It was the faithful of the French Catholic Church who represented the first European presence in Wisconsin — both clergymen like Fr. Rene Menard, the first priest to say Mass on Wisconsin soil in 1661, and Fr. Claude Jean Allouez, who built the first church in Ashland; as well as lay people like Jean Nicolet, a devout Catholic who is said to have carried a picture of the Blessed Virgin on his person, and Solomon Juneau, at whose home the first Catholic Mass was held in the city of Milwaukee in 1835.

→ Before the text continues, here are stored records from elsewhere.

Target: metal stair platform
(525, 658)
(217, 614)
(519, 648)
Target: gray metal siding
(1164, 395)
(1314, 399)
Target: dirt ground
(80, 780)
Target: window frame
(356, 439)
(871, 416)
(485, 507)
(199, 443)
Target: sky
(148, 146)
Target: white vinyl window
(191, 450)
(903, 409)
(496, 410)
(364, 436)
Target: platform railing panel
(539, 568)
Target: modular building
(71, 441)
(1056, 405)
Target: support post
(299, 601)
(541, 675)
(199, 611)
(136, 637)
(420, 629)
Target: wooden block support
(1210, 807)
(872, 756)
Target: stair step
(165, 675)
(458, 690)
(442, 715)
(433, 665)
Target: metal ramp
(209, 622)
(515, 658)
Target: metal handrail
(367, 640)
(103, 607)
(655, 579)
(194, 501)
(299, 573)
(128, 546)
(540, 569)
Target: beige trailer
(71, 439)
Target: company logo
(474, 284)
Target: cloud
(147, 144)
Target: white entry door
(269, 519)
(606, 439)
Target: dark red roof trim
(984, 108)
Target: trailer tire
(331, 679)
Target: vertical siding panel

Immigrants from the German-speaking kingdoms of northern and central Europe are credited with turning Milwaukee into “the German Athens” of the 19th century. In 1880, seven out of 10 foreign-born Milwaukeeans were German, and they were 40 percent of the total population of the city, with “dense social networks that made the church a major focus for social, cultural and intellectual life,” wrote Avella. The first four bishops of Milwaukee were all German speakers.
Luxembourgers are a small but fiercely proud immigrant group who have made their mark on the counties north of Milwaukee. The Feudalist society of the duchy of Luxembourg was crumbling in the mid-19th century, leading to the migration of thousands of Luxembourgers to the new world.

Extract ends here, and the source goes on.